6 low-maintenance plants that can improve indoor air quality
Buildings are the backdrop of our everyday lives. We spend the majority of our time inside, and a growing body of research indicates that indoor air may be more polluted than it is outside.
A possible fix to this issue? Houseplants.
In the late ‘80s, NASA published a study that examined whether plants could double as air filtration systems. The federal agency, exploring long-term space inhabitation, knew that volatile organic compounds released by the materials used to make a space capsule's interior could pollute the air inside it.

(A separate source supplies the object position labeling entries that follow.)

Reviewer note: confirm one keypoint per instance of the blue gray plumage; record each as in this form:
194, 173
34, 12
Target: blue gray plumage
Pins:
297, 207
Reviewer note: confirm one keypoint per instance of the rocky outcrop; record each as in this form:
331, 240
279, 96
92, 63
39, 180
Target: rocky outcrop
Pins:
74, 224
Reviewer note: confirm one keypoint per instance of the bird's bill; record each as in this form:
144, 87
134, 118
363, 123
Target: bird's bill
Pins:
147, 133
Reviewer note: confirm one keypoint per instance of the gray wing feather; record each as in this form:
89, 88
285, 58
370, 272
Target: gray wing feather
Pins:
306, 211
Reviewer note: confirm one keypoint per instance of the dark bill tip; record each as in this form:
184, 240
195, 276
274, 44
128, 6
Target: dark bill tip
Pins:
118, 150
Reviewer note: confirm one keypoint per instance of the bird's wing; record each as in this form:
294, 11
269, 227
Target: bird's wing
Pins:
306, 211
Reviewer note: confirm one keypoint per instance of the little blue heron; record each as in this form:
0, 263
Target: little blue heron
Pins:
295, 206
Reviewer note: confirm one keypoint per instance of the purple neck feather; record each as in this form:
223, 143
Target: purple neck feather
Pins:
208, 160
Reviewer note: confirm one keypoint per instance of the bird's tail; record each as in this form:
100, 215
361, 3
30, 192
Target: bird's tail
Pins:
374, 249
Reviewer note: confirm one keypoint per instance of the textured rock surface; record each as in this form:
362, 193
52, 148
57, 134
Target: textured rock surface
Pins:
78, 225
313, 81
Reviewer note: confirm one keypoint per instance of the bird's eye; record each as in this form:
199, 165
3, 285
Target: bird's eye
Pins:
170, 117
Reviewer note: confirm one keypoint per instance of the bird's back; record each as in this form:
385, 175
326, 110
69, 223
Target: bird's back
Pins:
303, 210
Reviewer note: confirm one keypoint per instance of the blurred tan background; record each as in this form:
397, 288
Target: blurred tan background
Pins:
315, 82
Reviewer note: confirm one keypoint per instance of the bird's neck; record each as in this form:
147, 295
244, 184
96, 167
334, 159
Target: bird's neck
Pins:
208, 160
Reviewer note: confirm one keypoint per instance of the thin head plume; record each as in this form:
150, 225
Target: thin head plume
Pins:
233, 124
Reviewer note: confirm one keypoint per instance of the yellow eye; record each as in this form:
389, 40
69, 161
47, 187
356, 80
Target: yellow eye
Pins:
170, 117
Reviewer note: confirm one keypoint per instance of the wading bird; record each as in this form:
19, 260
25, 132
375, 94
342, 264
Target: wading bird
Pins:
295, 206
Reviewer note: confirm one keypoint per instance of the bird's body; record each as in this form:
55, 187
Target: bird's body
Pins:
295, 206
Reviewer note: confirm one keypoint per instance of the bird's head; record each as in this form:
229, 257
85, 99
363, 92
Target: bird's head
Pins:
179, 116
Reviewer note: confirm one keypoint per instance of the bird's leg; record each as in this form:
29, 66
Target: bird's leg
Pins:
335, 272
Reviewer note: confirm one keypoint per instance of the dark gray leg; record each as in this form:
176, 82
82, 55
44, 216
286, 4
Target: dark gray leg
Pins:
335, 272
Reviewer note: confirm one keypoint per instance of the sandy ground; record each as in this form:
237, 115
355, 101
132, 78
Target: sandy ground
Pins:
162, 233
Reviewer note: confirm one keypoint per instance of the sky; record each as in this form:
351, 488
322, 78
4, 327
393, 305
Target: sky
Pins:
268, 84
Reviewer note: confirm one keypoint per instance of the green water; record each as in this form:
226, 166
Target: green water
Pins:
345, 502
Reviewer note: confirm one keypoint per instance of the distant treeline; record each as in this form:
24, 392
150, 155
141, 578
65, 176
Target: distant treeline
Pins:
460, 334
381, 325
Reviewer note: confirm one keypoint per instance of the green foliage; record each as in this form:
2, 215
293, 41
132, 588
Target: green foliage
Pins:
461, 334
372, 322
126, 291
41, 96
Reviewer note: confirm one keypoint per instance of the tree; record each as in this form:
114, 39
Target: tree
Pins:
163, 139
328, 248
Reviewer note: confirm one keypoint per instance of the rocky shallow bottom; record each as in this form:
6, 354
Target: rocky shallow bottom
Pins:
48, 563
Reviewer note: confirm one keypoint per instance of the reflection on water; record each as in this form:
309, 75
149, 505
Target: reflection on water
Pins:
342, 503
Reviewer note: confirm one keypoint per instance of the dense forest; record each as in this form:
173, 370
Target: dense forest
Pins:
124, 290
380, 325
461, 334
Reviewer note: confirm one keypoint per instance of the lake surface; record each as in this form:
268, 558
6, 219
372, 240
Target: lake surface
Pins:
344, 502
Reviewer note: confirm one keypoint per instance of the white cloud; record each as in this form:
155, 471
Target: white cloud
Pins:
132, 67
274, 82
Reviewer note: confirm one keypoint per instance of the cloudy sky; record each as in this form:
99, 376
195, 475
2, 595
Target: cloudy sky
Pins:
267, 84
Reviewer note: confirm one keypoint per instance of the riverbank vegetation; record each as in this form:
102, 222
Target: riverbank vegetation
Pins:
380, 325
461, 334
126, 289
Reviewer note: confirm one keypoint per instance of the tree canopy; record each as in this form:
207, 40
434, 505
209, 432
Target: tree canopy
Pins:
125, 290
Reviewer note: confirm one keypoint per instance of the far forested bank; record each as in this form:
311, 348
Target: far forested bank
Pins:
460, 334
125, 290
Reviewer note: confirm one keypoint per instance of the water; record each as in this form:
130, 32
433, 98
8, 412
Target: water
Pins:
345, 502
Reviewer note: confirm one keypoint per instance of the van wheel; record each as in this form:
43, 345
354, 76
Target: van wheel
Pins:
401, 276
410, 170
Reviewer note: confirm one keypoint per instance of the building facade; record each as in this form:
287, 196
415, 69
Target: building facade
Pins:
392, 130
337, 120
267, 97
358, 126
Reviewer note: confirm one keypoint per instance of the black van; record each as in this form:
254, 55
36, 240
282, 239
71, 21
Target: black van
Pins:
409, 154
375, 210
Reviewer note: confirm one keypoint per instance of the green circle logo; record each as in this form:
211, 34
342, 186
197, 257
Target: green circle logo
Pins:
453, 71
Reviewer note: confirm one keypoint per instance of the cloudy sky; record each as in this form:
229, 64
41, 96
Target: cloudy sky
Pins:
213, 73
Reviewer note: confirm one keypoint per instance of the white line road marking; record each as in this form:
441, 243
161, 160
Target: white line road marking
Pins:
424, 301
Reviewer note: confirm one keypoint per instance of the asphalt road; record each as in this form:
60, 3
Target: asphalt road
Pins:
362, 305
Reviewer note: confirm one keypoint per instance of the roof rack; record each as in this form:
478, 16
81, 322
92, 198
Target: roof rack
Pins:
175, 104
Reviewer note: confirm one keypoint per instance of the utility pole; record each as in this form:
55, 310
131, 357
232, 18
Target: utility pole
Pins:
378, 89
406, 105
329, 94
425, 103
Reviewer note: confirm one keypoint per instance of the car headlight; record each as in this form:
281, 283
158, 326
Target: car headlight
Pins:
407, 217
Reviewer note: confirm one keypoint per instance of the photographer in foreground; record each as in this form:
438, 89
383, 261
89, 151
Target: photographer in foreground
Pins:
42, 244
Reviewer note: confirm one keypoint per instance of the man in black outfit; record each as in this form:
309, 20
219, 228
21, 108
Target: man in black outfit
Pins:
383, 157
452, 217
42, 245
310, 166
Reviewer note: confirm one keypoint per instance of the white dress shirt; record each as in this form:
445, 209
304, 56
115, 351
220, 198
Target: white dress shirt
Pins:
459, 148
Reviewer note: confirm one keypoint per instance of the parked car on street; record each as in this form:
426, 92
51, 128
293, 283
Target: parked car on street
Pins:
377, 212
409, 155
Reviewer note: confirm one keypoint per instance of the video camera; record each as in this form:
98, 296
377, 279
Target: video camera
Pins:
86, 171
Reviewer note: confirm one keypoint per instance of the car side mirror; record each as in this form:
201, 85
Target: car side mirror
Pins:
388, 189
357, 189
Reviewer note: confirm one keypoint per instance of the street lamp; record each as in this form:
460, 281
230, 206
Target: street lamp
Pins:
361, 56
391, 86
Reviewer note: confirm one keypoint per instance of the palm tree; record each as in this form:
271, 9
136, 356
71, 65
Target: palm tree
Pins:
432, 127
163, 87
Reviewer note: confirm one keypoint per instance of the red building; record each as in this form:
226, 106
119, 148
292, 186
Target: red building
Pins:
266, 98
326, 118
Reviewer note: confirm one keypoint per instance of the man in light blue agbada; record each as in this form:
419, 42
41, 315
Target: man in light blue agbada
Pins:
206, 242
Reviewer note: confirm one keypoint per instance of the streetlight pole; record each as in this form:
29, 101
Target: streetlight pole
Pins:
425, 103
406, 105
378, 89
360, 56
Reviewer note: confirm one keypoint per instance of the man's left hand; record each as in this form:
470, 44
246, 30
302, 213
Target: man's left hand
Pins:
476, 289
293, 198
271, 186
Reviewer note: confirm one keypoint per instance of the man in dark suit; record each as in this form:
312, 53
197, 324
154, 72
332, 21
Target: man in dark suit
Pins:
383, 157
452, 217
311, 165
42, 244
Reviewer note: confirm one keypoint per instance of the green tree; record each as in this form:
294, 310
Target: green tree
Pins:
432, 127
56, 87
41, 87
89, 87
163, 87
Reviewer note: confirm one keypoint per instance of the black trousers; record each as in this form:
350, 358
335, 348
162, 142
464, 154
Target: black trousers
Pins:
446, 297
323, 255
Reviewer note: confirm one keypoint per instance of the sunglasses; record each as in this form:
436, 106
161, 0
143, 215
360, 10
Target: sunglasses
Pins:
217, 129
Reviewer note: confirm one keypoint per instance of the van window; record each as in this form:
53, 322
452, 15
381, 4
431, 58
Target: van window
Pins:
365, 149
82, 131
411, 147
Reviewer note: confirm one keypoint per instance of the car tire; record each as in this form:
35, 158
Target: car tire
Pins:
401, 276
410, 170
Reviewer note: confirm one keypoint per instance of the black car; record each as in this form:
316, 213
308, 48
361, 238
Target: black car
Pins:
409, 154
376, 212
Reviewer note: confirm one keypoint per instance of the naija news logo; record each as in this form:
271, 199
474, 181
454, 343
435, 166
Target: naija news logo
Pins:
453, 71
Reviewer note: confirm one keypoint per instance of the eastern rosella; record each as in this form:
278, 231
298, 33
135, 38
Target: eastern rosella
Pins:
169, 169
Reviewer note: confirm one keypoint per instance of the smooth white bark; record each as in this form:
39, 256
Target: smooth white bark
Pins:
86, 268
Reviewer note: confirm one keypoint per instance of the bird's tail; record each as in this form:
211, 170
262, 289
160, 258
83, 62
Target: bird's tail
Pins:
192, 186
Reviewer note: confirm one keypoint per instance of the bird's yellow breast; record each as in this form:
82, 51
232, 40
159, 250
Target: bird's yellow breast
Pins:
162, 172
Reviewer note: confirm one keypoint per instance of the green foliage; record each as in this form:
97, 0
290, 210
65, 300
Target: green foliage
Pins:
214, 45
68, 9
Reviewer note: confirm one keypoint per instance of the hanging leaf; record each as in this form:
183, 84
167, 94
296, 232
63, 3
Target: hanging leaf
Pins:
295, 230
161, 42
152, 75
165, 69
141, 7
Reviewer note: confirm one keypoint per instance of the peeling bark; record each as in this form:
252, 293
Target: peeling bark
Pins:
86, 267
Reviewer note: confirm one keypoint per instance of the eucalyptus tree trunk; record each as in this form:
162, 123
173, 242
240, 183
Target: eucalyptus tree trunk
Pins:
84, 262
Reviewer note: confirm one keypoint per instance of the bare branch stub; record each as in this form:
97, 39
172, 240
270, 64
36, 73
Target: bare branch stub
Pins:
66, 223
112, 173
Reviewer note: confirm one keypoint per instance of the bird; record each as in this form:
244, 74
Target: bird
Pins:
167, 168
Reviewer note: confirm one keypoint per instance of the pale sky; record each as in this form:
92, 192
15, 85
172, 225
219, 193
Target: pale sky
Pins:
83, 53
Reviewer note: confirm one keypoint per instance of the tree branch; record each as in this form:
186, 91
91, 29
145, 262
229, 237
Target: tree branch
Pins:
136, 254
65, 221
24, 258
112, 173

NASA found that specific plants could filter out air pollutants, such as benzene and formaldehyde. Other research since then also concludes that houseplants could help reduce the amount of air pollutants.
Looking to spruce up your home with shrubs but perhaps your thumb isn’t that green? Take a look at these six plants that are easy to care for and that can also help you breather easier at home.
1. Spider Plant
Photo by madaise via Flickr under Creative Commons Attribution-NoDerivs 2.0 Generic
This grasslike plant, with its long narrow leaves is a popular for its ease and speed of growth. Spider plants grow best in bright, indirect light and typically reach 2 to 2 1/2 feet wide and 2 to 3 feet long when in a hanging basket.
2. Peace Lily
Removes: Ammonia, benzene, formaldehyde, TCE trichloroethylene, toluene, xylene
Peace lilies thrive in indirect sunlight, making them great for rooms with few windows. Place this hardy plant around 5-7 feet away from a window, and make sure they're in a room with a temperature between 65 and 80 degrees.
You can water peace lilies around once a week. They usually signal when they need additional water when it starts to sag.
3. Snake Plant
Removes: Formaldehyde, benzene
Also known as Mother-in-Law's Tongue, the snake plant has leaves that grow upright, some with variations of yellow or white edges. It can grow in a variety of lighting conditions and in any normal room temperature.
4. Aloe Vera
Removes: Carbon monoxide, benzene, formaldehyde
Aloe vera, commonly used for burns and cuts, requires little moisture to survive like its fellow succulent species. Water the plant only when the soil is completely dry, and place it in a window, where it can receive bright, direct sunlight.
5. Golden Pothos
Removes: Carbon monoxide, formaldehyde
These plants with heart-shaped leaves favor indirect bright light, high humidity and warm temperatures within the 65 to 80 degree range. They're capable of growing leaves that are 20 inches, but in homes, they seldom grow larger than five inches.
6. Bamboo Palm
Removes: Benzene, formaldehyde, trichloroethylene
In finding the right spot to place a bamboo palm in your home, look for a place that offers indirect or filtered sunlight. Water the plant only when the soil feels dry, and make sure that it's not under a vent. The bamboo plant favors temperatures between 70 and 80 degrees during the day and no lower than 60 degrees at night.